L'architecte et urbaniste Andrés Borthagaray a averti que le bruit dans les grandes villes comme Buenos Aires est devenu un problème de santé publique. En s'appuyant sur une enquête portant sur plus de 600 cas dans la ville de Buenos Aires, il a mis en lumière les graves dommages causés à la santé par le bruit soutenu, étayant son propos par des normes internationales et des études de l'OMS.
L'architecte et urbaniste Andrés Borthagaray a présenté une analyse révélant l'impact du bruit urbain sur la santé. À partir d'une enquête sur plus de 600 cas dans la ville de Buenos Aires, il a identifié deux types de pollution sonore : la pollution évidente, comme les klaxons et les machines, et le bruit soutenu et plus insidieux généré par les véhicules.

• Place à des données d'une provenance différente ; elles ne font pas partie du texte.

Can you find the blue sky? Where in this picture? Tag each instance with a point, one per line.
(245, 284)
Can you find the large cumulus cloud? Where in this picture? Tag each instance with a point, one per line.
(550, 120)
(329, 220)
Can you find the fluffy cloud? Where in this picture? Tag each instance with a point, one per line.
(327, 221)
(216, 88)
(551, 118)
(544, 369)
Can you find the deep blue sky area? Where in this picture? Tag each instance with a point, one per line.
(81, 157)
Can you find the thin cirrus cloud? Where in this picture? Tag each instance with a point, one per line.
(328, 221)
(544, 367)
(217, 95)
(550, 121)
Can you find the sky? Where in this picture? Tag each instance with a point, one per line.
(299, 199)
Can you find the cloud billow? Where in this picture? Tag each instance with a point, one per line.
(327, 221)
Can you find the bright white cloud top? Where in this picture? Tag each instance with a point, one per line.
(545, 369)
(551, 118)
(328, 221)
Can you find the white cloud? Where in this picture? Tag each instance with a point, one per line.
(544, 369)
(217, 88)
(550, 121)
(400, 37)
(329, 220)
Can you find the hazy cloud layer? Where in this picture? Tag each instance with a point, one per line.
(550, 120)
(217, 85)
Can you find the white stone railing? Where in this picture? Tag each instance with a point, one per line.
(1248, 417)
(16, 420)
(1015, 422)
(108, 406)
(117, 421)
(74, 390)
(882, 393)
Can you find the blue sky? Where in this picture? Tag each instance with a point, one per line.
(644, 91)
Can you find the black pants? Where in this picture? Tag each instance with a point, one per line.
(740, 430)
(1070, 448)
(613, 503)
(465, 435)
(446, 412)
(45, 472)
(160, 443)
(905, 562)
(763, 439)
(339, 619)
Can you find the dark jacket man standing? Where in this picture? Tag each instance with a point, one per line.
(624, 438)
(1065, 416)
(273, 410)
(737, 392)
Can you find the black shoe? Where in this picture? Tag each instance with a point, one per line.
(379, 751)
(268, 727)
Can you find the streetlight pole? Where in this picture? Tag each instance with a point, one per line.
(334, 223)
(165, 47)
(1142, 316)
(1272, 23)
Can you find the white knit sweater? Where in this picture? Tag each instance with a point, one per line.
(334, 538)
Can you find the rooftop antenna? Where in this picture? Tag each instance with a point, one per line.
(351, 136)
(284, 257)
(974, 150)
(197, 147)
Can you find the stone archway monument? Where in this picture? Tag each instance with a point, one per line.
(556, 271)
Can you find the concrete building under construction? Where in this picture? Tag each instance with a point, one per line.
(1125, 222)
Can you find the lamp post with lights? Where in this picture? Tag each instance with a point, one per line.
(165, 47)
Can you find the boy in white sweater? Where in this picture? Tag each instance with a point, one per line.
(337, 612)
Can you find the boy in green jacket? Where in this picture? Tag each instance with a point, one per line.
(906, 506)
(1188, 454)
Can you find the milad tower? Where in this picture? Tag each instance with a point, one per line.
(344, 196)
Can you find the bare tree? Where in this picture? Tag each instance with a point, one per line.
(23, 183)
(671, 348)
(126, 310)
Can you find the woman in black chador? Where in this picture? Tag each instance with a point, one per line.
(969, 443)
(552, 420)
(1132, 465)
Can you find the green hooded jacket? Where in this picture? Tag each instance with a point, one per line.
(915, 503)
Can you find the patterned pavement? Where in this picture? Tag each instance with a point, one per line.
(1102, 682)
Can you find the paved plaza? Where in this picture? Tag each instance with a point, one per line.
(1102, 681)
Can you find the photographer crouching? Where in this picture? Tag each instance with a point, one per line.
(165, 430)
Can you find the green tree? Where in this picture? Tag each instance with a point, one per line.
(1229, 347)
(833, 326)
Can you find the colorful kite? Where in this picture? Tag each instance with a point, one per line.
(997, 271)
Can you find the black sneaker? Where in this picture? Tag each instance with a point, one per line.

Borthagaray a souligné que ce bruit de circulation constant, bien que souvent imperceptible, provoque des effets cumulatifs plus graves. « Même si nous ne le percevons pas, il cause des dommages encore plus sérieux à notre santé », a-t-il déclaré, citant des études de l'OMS liant le bruit au stress, aux troubles du sommeil et à d'autres pathologies. Les normes internationales confirment les dommages importants causés par certains niveaux sonores.
Parmi les sources principales, les autoroutes se distinguent comme étant les plus problématiques en raison de la circulation à haute vitesse. « Ce sont l'une des sources les plus graves », a affirmé l'expert, notant que la réduction de la vitesse, comme c'est le cas dans les villes européennes, peut atténuer cet impact. Les chemins de fer, en revanche, sont plus faciles à gérer et compatibles avec des zones urbaines à forte valeur ajoutée.
Borthagaray a comparé le bruit à « la nouvelle cigarette » et a appelé à des mesures urgentes par le biais de politiques publiques et d'une prise de conscience collective. Il reste toutefois optimiste : les expériences internationales montrent que les villes peuvent améliorer leur qualité acoustique grâce à l'engagement des citoyens.